On arrival in Bethlehem, we took some time to pass through a military check-point in the great wall built to cut off the Palestinians from Israeli held territory, including their own fields and olive groves, which become forfeit if not cultivated. Once through the wall, we climbed to the Shepherds' Fields, where the cave in which shepherds and their flocks have sheltered over the centuries has been furnished as an informal chapel in which we took communion.
Our next port of call was the store of the Palestinian Olive Wood Co-operative, where we spent a happy hour shopping for mementoes of our trip and gifts for family and friends, the familiar little olive wood crosses, which reminded us of dear Trevor Turner, as well as delicately carved crib scenes and Christmas tree ornaments.

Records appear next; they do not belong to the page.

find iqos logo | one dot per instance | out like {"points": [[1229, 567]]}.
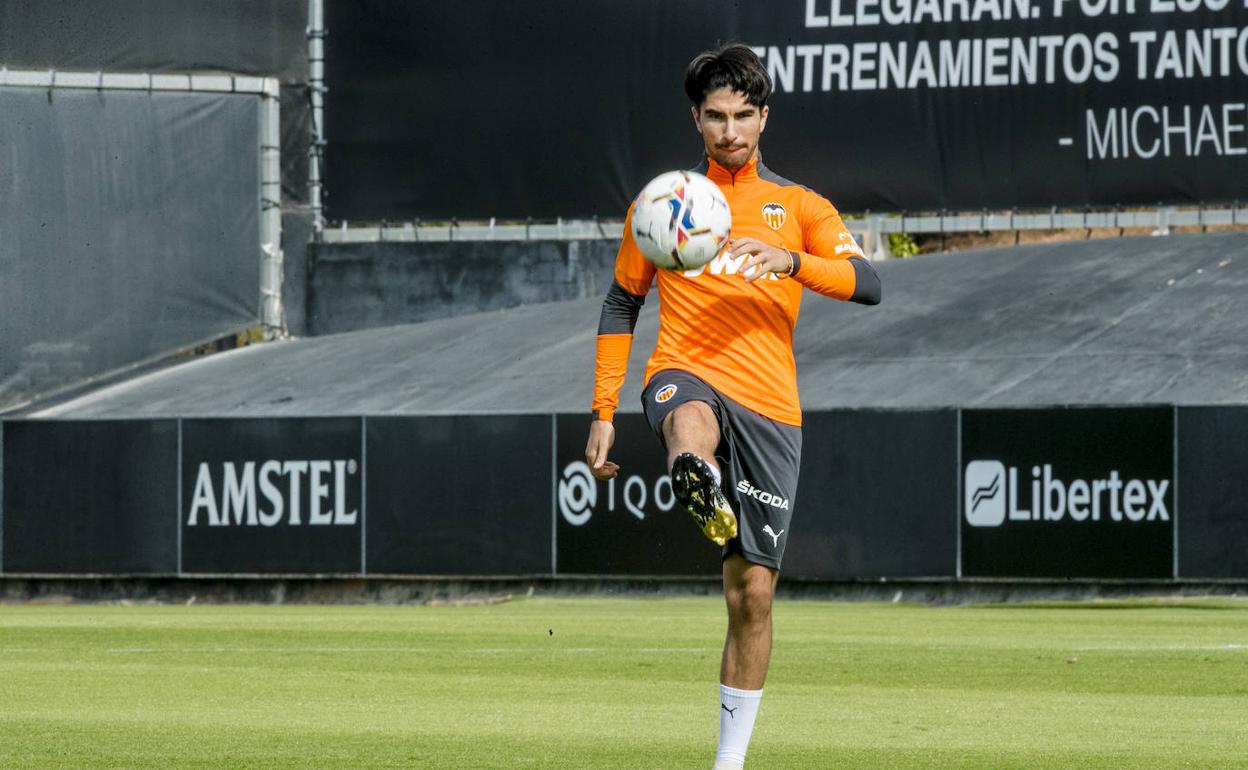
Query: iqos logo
{"points": [[578, 494]]}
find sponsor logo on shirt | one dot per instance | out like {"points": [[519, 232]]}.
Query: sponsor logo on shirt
{"points": [[774, 215]]}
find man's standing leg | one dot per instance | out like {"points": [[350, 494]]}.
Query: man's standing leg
{"points": [[748, 590]]}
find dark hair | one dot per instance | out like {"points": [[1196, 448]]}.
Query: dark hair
{"points": [[730, 66]]}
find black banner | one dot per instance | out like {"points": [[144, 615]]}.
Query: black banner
{"points": [[90, 497], [629, 526], [243, 36], [1213, 486], [459, 496], [1068, 493], [875, 496], [565, 109], [272, 496]]}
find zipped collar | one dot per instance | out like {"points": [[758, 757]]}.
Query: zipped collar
{"points": [[720, 175]]}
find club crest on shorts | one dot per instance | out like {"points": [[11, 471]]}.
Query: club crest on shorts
{"points": [[774, 215]]}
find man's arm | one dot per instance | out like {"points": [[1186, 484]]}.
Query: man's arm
{"points": [[834, 266], [834, 263], [620, 308]]}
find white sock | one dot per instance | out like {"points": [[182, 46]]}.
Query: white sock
{"points": [[736, 713]]}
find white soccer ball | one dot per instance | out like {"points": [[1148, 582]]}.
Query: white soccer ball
{"points": [[682, 220]]}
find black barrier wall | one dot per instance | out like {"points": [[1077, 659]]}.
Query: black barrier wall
{"points": [[454, 496], [1097, 493], [1068, 493], [1213, 492], [969, 105], [90, 497], [355, 286]]}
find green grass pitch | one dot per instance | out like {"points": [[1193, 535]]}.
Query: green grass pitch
{"points": [[587, 683]]}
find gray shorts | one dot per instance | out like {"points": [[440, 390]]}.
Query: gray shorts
{"points": [[759, 459]]}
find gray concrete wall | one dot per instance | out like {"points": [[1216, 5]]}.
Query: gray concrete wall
{"points": [[357, 286]]}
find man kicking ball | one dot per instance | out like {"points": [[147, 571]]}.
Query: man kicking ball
{"points": [[721, 386]]}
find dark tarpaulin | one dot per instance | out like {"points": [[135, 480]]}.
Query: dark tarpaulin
{"points": [[131, 229], [558, 107], [240, 36]]}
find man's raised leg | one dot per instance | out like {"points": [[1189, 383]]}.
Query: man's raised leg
{"points": [[692, 433]]}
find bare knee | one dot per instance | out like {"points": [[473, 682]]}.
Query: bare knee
{"points": [[749, 600], [692, 427]]}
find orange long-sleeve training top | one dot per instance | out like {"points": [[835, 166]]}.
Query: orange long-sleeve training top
{"points": [[735, 336]]}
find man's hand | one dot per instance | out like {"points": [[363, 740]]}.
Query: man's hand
{"points": [[764, 258], [602, 436]]}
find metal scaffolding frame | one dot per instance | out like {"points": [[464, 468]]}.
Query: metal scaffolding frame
{"points": [[871, 230]]}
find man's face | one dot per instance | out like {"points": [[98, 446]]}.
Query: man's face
{"points": [[730, 127]]}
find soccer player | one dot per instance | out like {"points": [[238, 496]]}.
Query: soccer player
{"points": [[721, 386]]}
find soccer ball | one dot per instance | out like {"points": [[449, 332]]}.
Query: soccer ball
{"points": [[682, 220]]}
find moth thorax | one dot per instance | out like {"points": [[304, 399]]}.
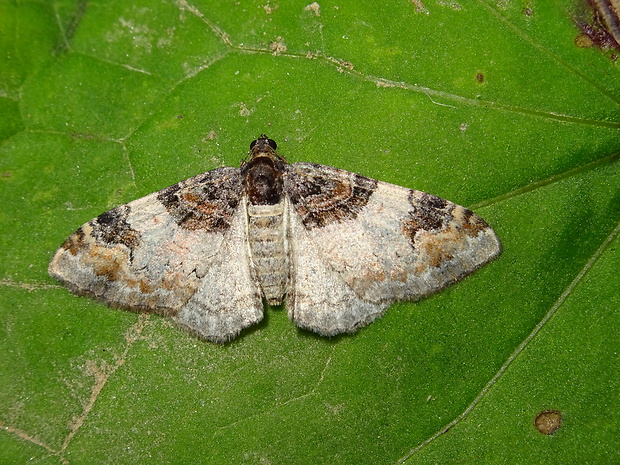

On our way into town to visit Manger Square and the Basilica of the Nativity, we called at the Syrian Orthodox Christian School, to meet some of the "Living Stones" of the Christian faith and give them the stationery and crayons we had brought with us. We were greatly impressed by teachers and pupils alike, who learn both Aramaic and English from the age of 6. News from the school reached me only last week, reporting growing numbers of pupils, bringing the school roll to over 300, of whom 97% are Christian and 3% Muslim.
Looking back on my experiences as a pilgrim, I would hesitate to claim that I had been a peacemaker. Our group travelled in a spirit of peace and friendship certainly and tried to show a proper degree of respect at the sacred sites we visited and towards all the people we encountered and especially the local Christians, the "Living Stones" who have a hard time of it, both as Palestinians and as a religious minority, even though they are among the very few Christians who still speak Aramaic, the original language of the Gospels.
Hopefully we made a useful economic contribution as tourists in the places we visited, and all our dealings with local people were positive, but by far the greatest gain was to ourselves, through experiencing the places where Jesus lived, taught and died, enjoying the company of our fellow pilgrims and deepening and enriching our faith.
We were blessed in that we had excellent guides and were received everywhere with warmth and hospitality. We were not unduly hindered by border security and were able to worship freely at each Gospel site. I hope the same will be true for the St. Bride's Pilgrims. We have been asked to post a daily blog with pictures, which we shall try to do, so that those of you staying at home can share in our journey. Please remember us in your prayers.